The first period kit: How to be prepared
Getting a first period can be an exciting milestone in a young girl's life. But what if it happens when she's out and about, away from you? This is often a concern for girls and their mums. Here's a foolproof guide to preparing your daughter.
Preparing for her first period
Mums and daughters may be worried about the first period arriving while at school or at a friend's house, so it's a good idea to prepare for this. First and foremost, having a frank talk about menstruation is very important. Arming your daughter with knowledge is vital in making her feel confident and assured. If she knows what to expect and what's happening to her body, she's less likely to feel scared or panic.

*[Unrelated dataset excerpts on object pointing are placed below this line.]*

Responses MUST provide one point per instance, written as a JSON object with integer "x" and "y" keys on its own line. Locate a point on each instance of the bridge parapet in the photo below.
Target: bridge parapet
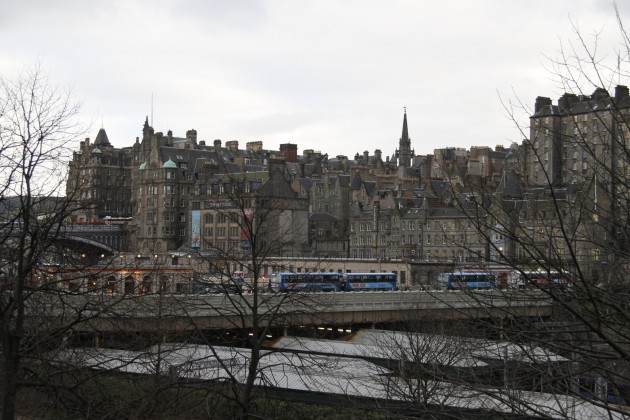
{"x": 112, "y": 312}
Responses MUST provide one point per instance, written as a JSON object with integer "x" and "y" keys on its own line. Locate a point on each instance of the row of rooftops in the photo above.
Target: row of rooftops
{"x": 572, "y": 104}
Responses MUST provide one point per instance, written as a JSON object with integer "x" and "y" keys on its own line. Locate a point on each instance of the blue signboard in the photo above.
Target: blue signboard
{"x": 195, "y": 225}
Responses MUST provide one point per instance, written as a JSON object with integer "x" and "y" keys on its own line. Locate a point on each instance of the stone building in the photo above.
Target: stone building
{"x": 99, "y": 176}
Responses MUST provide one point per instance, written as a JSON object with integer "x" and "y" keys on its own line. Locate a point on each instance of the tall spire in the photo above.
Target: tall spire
{"x": 404, "y": 145}
{"x": 405, "y": 135}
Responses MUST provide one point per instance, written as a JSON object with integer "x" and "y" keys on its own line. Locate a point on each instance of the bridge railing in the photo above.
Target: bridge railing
{"x": 104, "y": 305}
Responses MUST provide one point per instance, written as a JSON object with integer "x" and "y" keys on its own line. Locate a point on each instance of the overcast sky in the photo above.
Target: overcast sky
{"x": 329, "y": 75}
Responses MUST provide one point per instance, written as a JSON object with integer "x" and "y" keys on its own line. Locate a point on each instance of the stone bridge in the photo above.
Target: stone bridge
{"x": 168, "y": 312}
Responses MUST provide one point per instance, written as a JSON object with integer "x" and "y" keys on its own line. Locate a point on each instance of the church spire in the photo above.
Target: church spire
{"x": 404, "y": 145}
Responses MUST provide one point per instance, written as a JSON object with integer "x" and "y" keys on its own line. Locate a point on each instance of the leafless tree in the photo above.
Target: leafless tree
{"x": 557, "y": 220}
{"x": 262, "y": 220}
{"x": 37, "y": 125}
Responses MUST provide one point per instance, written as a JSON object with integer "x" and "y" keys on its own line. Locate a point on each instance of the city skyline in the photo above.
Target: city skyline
{"x": 324, "y": 76}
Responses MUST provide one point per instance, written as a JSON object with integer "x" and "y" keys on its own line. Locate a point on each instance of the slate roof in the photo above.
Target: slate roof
{"x": 101, "y": 138}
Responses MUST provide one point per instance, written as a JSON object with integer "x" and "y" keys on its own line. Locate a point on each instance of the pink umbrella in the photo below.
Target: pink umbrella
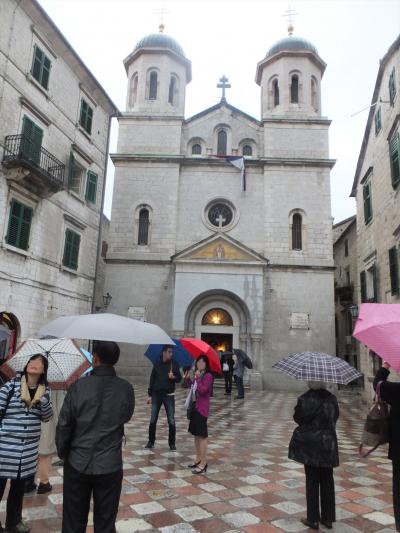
{"x": 378, "y": 327}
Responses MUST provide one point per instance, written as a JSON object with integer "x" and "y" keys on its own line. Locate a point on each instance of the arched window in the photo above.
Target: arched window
{"x": 247, "y": 150}
{"x": 171, "y": 90}
{"x": 297, "y": 232}
{"x": 314, "y": 98}
{"x": 153, "y": 86}
{"x": 196, "y": 149}
{"x": 133, "y": 89}
{"x": 222, "y": 142}
{"x": 294, "y": 89}
{"x": 275, "y": 88}
{"x": 217, "y": 317}
{"x": 144, "y": 222}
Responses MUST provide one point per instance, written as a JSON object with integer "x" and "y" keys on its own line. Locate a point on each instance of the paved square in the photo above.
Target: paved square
{"x": 250, "y": 485}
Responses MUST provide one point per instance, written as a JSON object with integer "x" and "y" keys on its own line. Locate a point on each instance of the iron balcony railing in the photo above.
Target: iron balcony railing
{"x": 20, "y": 149}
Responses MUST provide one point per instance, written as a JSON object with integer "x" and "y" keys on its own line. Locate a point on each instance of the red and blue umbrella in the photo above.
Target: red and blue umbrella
{"x": 180, "y": 355}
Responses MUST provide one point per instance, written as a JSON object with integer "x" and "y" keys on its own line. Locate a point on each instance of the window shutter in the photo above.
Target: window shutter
{"x": 394, "y": 270}
{"x": 394, "y": 149}
{"x": 91, "y": 187}
{"x": 363, "y": 286}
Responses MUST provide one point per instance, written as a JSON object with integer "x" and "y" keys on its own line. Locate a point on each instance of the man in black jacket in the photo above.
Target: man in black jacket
{"x": 89, "y": 438}
{"x": 161, "y": 391}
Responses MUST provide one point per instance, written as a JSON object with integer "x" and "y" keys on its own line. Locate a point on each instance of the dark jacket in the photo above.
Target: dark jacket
{"x": 159, "y": 380}
{"x": 390, "y": 393}
{"x": 314, "y": 441}
{"x": 90, "y": 428}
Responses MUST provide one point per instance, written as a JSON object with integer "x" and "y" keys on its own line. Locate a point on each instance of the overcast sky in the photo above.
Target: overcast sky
{"x": 230, "y": 37}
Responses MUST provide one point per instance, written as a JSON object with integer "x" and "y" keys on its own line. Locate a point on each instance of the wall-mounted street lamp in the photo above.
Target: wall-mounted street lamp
{"x": 106, "y": 300}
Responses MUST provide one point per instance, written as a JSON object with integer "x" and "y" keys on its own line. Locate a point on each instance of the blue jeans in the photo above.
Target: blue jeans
{"x": 157, "y": 400}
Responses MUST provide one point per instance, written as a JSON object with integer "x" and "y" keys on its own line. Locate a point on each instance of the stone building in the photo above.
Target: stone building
{"x": 376, "y": 189}
{"x": 346, "y": 275}
{"x": 54, "y": 131}
{"x": 192, "y": 248}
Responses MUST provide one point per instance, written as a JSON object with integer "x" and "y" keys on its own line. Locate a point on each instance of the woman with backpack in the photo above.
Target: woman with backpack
{"x": 24, "y": 404}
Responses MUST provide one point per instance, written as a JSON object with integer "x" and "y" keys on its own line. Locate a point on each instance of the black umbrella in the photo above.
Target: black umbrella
{"x": 243, "y": 357}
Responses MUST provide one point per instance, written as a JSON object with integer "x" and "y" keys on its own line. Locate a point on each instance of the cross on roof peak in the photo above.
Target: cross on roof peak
{"x": 223, "y": 85}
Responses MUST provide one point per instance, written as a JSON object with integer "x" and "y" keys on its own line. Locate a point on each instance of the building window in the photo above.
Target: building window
{"x": 19, "y": 225}
{"x": 76, "y": 175}
{"x": 378, "y": 121}
{"x": 222, "y": 142}
{"x": 294, "y": 89}
{"x": 86, "y": 116}
{"x": 367, "y": 197}
{"x": 394, "y": 151}
{"x": 41, "y": 65}
{"x": 296, "y": 232}
{"x": 220, "y": 215}
{"x": 247, "y": 150}
{"x": 275, "y": 88}
{"x": 171, "y": 90}
{"x": 394, "y": 270}
{"x": 144, "y": 223}
{"x": 153, "y": 86}
{"x": 71, "y": 249}
{"x": 133, "y": 89}
{"x": 392, "y": 86}
{"x": 217, "y": 317}
{"x": 196, "y": 149}
{"x": 31, "y": 141}
{"x": 314, "y": 94}
{"x": 91, "y": 187}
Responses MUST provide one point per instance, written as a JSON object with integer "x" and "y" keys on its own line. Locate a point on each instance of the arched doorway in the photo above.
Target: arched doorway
{"x": 9, "y": 332}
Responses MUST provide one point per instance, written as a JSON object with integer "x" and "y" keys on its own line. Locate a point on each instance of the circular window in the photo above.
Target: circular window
{"x": 220, "y": 215}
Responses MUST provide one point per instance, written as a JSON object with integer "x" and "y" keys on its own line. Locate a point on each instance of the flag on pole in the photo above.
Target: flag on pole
{"x": 238, "y": 162}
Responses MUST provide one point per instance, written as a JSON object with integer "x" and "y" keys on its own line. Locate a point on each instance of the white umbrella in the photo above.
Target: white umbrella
{"x": 66, "y": 361}
{"x": 106, "y": 327}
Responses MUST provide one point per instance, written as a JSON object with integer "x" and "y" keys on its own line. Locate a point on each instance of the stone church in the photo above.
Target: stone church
{"x": 196, "y": 246}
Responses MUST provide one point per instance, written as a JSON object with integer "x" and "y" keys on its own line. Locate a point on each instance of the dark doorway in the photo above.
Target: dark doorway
{"x": 219, "y": 341}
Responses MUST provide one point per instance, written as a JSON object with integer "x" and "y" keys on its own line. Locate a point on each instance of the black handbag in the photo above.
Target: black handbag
{"x": 376, "y": 425}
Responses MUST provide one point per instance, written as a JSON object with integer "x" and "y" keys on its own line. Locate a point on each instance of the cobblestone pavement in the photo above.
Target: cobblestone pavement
{"x": 250, "y": 485}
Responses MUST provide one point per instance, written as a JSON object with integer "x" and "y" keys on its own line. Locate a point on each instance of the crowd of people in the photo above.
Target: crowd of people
{"x": 90, "y": 432}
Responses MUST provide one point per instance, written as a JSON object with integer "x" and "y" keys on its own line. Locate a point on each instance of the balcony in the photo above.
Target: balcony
{"x": 33, "y": 166}
{"x": 344, "y": 294}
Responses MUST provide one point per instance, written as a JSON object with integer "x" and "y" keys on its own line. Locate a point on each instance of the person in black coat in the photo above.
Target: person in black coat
{"x": 314, "y": 444}
{"x": 89, "y": 437}
{"x": 390, "y": 393}
{"x": 164, "y": 375}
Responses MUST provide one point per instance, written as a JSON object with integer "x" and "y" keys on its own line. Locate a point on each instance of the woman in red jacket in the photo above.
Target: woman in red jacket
{"x": 202, "y": 389}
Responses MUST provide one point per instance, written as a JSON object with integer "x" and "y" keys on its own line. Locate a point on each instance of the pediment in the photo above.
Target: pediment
{"x": 219, "y": 248}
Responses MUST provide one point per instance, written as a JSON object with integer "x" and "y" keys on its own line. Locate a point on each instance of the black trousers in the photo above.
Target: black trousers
{"x": 77, "y": 492}
{"x": 157, "y": 400}
{"x": 14, "y": 501}
{"x": 228, "y": 381}
{"x": 320, "y": 488}
{"x": 396, "y": 492}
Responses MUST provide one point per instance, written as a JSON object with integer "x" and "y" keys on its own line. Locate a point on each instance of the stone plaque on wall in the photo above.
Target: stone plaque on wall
{"x": 137, "y": 313}
{"x": 299, "y": 321}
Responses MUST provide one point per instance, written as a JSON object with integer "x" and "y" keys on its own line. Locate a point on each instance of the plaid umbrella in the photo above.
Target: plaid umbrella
{"x": 66, "y": 361}
{"x": 317, "y": 366}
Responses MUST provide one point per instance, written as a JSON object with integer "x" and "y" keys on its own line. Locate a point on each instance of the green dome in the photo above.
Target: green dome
{"x": 292, "y": 42}
{"x": 160, "y": 40}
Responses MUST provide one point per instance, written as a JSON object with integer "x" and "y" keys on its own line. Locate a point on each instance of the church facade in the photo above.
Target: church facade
{"x": 242, "y": 259}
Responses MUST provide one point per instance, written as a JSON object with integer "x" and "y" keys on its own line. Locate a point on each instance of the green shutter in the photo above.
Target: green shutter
{"x": 91, "y": 187}
{"x": 394, "y": 270}
{"x": 71, "y": 249}
{"x": 363, "y": 286}
{"x": 367, "y": 202}
{"x": 394, "y": 149}
{"x": 19, "y": 225}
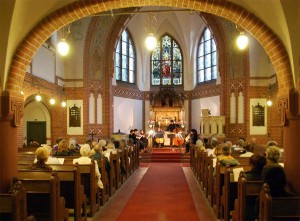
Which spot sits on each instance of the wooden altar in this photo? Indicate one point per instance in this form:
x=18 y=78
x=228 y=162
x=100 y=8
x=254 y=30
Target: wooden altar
x=166 y=105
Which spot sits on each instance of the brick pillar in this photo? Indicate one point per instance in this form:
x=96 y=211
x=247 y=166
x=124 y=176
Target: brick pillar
x=11 y=110
x=289 y=107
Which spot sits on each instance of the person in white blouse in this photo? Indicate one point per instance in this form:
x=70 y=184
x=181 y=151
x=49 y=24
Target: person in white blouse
x=84 y=159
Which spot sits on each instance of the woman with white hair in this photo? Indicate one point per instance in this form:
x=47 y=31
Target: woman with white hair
x=84 y=159
x=42 y=155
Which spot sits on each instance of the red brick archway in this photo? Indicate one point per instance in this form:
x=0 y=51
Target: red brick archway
x=79 y=9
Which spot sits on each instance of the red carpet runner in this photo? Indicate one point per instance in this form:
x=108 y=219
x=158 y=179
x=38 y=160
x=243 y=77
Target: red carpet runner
x=163 y=194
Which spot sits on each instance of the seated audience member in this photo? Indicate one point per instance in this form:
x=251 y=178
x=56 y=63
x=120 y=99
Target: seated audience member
x=84 y=159
x=257 y=162
x=192 y=140
x=63 y=149
x=217 y=146
x=272 y=143
x=42 y=155
x=273 y=155
x=225 y=158
x=248 y=153
x=51 y=160
x=209 y=149
x=199 y=145
x=275 y=177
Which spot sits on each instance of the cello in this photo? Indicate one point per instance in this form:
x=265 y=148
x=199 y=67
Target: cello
x=178 y=140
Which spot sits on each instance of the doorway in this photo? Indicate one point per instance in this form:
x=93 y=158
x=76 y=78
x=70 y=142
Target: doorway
x=36 y=130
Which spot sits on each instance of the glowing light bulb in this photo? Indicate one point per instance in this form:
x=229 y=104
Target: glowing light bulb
x=242 y=41
x=38 y=97
x=150 y=42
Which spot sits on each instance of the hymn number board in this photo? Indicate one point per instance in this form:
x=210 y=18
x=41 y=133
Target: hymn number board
x=258 y=115
x=75 y=114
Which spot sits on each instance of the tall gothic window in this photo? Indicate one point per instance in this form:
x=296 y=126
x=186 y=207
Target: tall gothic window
x=207 y=65
x=166 y=63
x=125 y=59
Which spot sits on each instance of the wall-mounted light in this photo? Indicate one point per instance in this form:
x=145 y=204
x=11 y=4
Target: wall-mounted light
x=269 y=102
x=63 y=104
x=52 y=101
x=150 y=24
x=38 y=97
x=242 y=40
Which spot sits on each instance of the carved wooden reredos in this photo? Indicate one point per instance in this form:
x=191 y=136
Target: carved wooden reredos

After a general discussion, you can move on to preparing your daughter in case her period starts while she's out of the house. The best way to start is to talk about what will happen when the period begins, for example, that she'll discover some blood on her underpants or when she wipes. Tell your daughter about the types of sanitary products available and discuss what she might like to use at first. A lot of young girls start off with pads as they are simple to use. Remind her that it's important to wash her hands before and after.
Packing a kit
So your daughter is not caught short, pack a kit to keep in her school or sports bag. Getting your daughter to help you prepare a kit can be a good way to help explain what different sanitary products are for. Choose a small toiletries or cosmetic bag that is easy to store in her bag. Then you can fill it with:
- Underwear liner
- Tampons, if you wish
- Some paracetamol or other pain relief, in case she has some cramps
- A change of underwear
- A small plastic bag for soiled underwear
She may also want to keep a spare change of clothes in case they get stained, but it's unlikely that the flow will be that heavy at first. Remind your daughter that if she does start her period at school and for some reason she's not prepared and doesn't have her kit with her that the teachers are there to help. Schools will have some supplies and be prepared for this, so there's no need to be embarrassed.